Both spayed. Cinnamon 2 weeks ago, so maybe she is getting used to her new "self". I have a crate in the kitchen where they stay when I'm not home. I take one to work with me, and the other is gated off. I have a pretty large kitchen. Cinny still goes in the crate on her own, and I find her there when I get home. Nutty, I never find in the crate anymore. At lunch, I will usually switch them out, and take the other one. This morning was good for food. I fed one at one end of the kitchen, and the other at the door to the kitchen. They finished at the same time, and then Cinny went over very nicely to lick Nutty's face. I was ready....but instead was surprised to see affection. It's like Cinnamon has a switch inside her head.
I would still be very cautious as I have learned that loving can switch quickly. My Livvy when she is pregnant takes after my rescue and simple things set it off. The NILF is agreat idea and to do fun things together but separate when you can't be there. Isn't it great when you can take one to work...mine sometimes come with me. The you being boss is very important but I agree never let them alone together until this gets resolved.
I agree wholeheartedly with the NILIF. This is very common with the age group she is in and if she gets an inch she will try to take a mile. My Sparty has a scar on his nose to prove that even the most submissive little sister will make a play for top dog. We (husband and I) changed our behavior and it solved the problem although Sparty is still a little traumatized about bedtime. A tether during the trouble times will help and making sure you are the supreme leader does too. NILIF is a simple method plus feed them on opposite sides of the room if not in their kennels. This is pretty normal developmental behavior and is magnified if there is a Leadership question.
This has been happening with Radar and Cooper (Cinnamon's brother). I thought it was a boy thing. Food and bones were always done separately and it's getting a little better with age (10 months) on Coopers part. I notice jealousy has alot to do with it. They used to go at it alot when Cooper was younger with alot of Coopers yelping for help. Like what do I do now? Radar is loose at night and I keep Cooper in his crate. Cooper thinks he's Mr Tuffy!
AH HA! So Cooper is being a bug as well....hmm.... I have to try the NILIF. I think she needs something to do with her mind. Maybe she is just bored, and looking to start ANYTHING....She does sleep ALL day. It's crazy. Nutty doesnt sleep as much as Cinny. I give them both tons of love and spend equal amounts of time loving on each of them. The fights just scare me, but Im on the look out now, and will nip it in the bud!
Yup, it sounds to me like Cinnamon is testing the waters. And seeing how far she can push her dominance over you and Nutmeg.

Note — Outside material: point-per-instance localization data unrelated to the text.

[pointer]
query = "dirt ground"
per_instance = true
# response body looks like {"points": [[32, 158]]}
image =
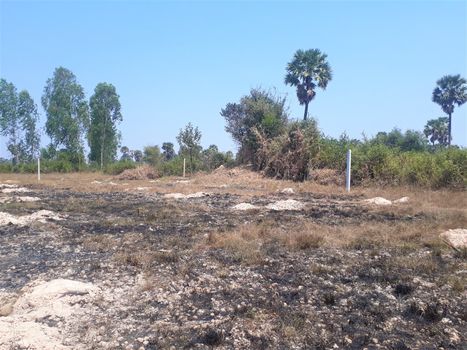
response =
{"points": [[227, 260]]}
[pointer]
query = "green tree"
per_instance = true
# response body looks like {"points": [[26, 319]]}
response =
{"points": [[18, 118], [127, 155], [28, 116], [307, 70], [103, 136], [152, 155], [436, 130], [9, 122], [168, 150], [259, 113], [450, 90], [67, 112], [138, 156], [189, 141]]}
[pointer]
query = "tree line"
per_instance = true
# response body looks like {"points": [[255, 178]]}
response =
{"points": [[259, 123]]}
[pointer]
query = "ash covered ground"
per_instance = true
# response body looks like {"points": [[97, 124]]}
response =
{"points": [[159, 273]]}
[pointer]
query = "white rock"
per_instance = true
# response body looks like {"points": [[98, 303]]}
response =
{"points": [[244, 206], [185, 196], [456, 238], [41, 216], [53, 299], [289, 204], [378, 201], [402, 200], [15, 190]]}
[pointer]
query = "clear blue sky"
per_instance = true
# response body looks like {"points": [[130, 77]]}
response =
{"points": [[176, 62]]}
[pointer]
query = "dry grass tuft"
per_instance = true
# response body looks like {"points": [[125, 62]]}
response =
{"points": [[100, 243], [144, 172]]}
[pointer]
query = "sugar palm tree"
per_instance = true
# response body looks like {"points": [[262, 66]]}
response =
{"points": [[307, 70], [450, 90]]}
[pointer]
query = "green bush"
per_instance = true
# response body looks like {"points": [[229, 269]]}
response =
{"points": [[118, 167], [173, 167]]}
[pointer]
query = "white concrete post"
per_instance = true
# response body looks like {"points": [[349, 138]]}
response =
{"points": [[347, 172]]}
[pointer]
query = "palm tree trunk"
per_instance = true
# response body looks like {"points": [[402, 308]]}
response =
{"points": [[305, 115], [102, 145], [449, 131]]}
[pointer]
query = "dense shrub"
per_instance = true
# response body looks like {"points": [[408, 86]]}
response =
{"points": [[118, 167], [289, 155]]}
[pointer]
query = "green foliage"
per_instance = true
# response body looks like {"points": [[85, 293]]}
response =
{"points": [[118, 167], [451, 90], [189, 141], [172, 167], [127, 154], [436, 131], [138, 156], [67, 112], [411, 140], [377, 163], [18, 119], [307, 70], [290, 155], [152, 155], [103, 137], [168, 150], [262, 112], [212, 158]]}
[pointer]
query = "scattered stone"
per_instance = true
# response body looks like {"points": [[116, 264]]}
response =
{"points": [[289, 204], [402, 200], [456, 238], [244, 206], [378, 201], [185, 196], [40, 216], [15, 190], [8, 185], [19, 199], [58, 299]]}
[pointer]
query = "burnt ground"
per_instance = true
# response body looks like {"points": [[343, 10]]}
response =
{"points": [[167, 282]]}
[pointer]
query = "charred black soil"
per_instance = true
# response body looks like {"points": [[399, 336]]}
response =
{"points": [[171, 279]]}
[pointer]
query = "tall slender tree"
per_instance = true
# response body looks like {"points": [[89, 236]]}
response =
{"points": [[103, 136], [18, 118], [28, 116], [189, 141], [67, 112], [307, 70], [9, 123], [450, 90]]}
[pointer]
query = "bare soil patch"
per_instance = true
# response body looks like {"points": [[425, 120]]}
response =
{"points": [[196, 273]]}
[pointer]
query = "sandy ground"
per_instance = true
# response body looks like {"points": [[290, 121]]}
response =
{"points": [[228, 261]]}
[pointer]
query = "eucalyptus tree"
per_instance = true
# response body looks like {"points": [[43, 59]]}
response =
{"points": [[28, 117], [451, 90], [307, 70], [18, 119], [67, 112], [189, 141], [103, 136]]}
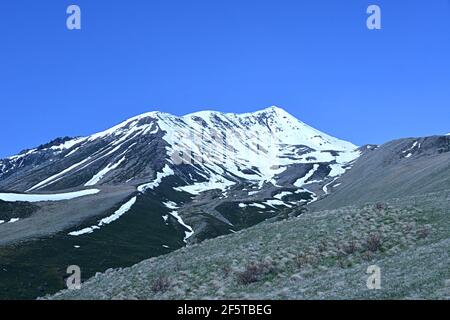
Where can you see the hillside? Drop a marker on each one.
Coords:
(318, 255)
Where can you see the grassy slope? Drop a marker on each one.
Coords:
(319, 255)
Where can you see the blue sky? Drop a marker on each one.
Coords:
(316, 59)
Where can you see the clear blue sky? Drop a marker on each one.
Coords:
(315, 58)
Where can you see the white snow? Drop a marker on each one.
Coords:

Soffie was a year old when we got Griffyn. And his first meal with us was roadside on I-75 sitting out a traffic jam. He and Soffie shared the dish and they have never had an issue with food aggression. I feed them both at the same time but.... their bowls are not side by side. In fact Griffyn's crate blocks the view of their bowls to each other. I have only one water bowl. I started with two, but Griffyn just always drank from Soffie's water bowl and they both ignored the water in his bowl.

Every once in a while they will get into a "tazmanian tiff" over a toy. But they immediately stop when we very loudly correct them. Then, it's all kisses, hugs, rubs and rolls.

I don't know if this helped them understand their "pecking" order but, since Soffie was older and with us first, I always made and still do make sure, her bowl goes down first, then his. She gets her treat first, then he gets his. She goes out the door first and he follows. And..... they both know that I'M the BOSS!!


I think Cinny is probably feeling some changes too, since being spayed. Hopefully, it will be a passing thing and she will learn her place. And all will be a fleeting moment in your corgi diaries!
one more thought.... you said you're separating them when they eat. But you said you put Nutmeg out and keep Cinnamon in. If it was me I'd do the opposite. Especially if putting Nutmeg outside is displacing her from her usual eating spot. Like I said in my post.... I think it's important to keep the pecking order in the right perpsective. "IMHO"
Since posting, everything "seems" to have calmed down. Cinny snarled last night at meal time, but there was no direct aggression. I think it's all in her head. Nutmeg is clear on the other side of the kitchen, not even looking at Cinny. Nutmeg eats her food in a second, and then cowers until Cinny is done. Nutmeg always gets her food first, and then I am (now) making Cinnamon calm down before hers is placed down. They never fight over toys, or antlers. Also since Cinnamon still won't/can't jump on the couch, Nutmeg is top dog. Nutty comes up for individual lovin. She knows she is the best. Cinny...well...we're working on her. She is just so damn cute and playful. She loves to kiss and play!